Eine private Krankenzusatzversicherung lohnt sich für Menschen die Wert auf eine teure Zahnersatzversorgung mit dem entsprechenden Material legen, da die GKV nur eine Regelversorgung anbietet. Die Zusatzversicherung lohnt sich aber auch für Menschen die nur Wert darauf legen dass der Eigenanteil an der Regelversorgung nicht zu hoch ausfällt.
Verschiedene Tarife
Für beide oben genannten Fälle lohnen sich Zusatzversicherungen der privaten Krankenversicherung allerdings muss man dazu nicht den gleichen Tarif nehmen, denn um den Eigenanteil abzusichern muss der Tarif nicht so umfangreich gestaltet sein, bei einer teuren Zahnversorgung muss der Tarif dagegen umfangreicher sein und wird in der Regel auch mehr kosten.
Was bezahlt die GKV
Finanztest hat in ihrer Ausgabe Dezember 2008 eine Aufstellung gemacht, was der Patient selber bezahlen muss und was die GKV bezahlt.

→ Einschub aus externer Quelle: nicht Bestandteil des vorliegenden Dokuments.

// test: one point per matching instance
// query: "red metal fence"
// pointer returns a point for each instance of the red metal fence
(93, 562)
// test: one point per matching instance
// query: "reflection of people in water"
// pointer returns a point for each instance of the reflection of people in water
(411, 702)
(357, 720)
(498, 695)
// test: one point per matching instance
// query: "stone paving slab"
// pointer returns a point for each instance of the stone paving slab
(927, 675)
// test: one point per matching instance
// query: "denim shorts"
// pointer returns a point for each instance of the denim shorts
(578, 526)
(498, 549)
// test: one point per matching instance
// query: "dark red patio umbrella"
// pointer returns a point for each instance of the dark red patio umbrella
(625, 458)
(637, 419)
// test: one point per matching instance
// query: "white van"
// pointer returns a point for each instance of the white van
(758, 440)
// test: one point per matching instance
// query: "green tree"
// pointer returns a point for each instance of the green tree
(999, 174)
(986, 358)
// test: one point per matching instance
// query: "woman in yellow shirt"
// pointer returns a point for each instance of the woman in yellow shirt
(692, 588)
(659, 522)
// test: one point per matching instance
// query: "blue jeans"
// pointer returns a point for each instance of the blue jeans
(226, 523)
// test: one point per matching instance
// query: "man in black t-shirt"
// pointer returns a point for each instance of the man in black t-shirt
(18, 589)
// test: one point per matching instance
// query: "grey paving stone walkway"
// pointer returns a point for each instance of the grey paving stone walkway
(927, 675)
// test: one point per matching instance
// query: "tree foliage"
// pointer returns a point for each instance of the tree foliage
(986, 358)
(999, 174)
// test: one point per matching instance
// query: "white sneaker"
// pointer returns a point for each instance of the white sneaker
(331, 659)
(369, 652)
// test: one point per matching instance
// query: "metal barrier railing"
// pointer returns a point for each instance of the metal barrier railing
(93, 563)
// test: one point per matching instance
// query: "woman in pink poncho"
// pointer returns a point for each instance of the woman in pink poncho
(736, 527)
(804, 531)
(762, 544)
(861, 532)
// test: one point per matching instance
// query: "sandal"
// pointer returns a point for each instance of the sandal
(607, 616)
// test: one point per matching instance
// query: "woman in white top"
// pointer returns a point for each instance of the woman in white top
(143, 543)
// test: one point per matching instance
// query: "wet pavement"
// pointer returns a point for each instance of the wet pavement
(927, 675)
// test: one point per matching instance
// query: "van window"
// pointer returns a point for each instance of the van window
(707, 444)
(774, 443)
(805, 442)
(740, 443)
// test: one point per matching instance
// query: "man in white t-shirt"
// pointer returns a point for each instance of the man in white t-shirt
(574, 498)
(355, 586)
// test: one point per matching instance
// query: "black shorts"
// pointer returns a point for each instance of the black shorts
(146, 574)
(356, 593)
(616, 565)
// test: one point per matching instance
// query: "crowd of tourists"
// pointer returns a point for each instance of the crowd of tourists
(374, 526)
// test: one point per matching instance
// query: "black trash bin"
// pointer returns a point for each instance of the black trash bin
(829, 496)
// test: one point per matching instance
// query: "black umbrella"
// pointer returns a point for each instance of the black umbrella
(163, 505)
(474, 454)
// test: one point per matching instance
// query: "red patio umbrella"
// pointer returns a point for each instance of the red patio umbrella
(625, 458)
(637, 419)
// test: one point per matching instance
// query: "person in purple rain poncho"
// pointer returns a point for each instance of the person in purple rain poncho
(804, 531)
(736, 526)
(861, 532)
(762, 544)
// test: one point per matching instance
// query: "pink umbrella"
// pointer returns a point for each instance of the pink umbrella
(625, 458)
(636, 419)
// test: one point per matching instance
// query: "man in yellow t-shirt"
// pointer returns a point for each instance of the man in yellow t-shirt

Nimmt man da mal die Kassenkrone, mit Kosten von insgesamt 250 Euro gibt es von der gesetzlichen Krankenversicherung einen Zuschuss 153 Euro, dabei wird eine Verblendung nicht von der Kasse übernommen, wenn es sich um einen Zahn handelt der im nicht sichtbaren Bereich liegt. Eine vollverblendete Metall-Keramik-Krone kostet laut Finanztest schon 500 Euro, der Zuschuss der GKV bleibt bei 153 Euro.
Implantat ist teuer
Noch krasser wird die Zuzahlung bei Zahnersatz auf Implantat, da sind die Gesamtkosten bei rund 2300 Euro, dabei zahlt die GKV lediglich 363 Euro. In der Ausgabe Dezember 2008 hat Finanztest auch genau dazu geschrieben welche Materialen verwendet werden. Dabei wurden auch Zahnzusatzversicherungen verglichen und bewertet, also ein insgesamt sehr nützlicher Artikel, der sich lohnt zu lesen.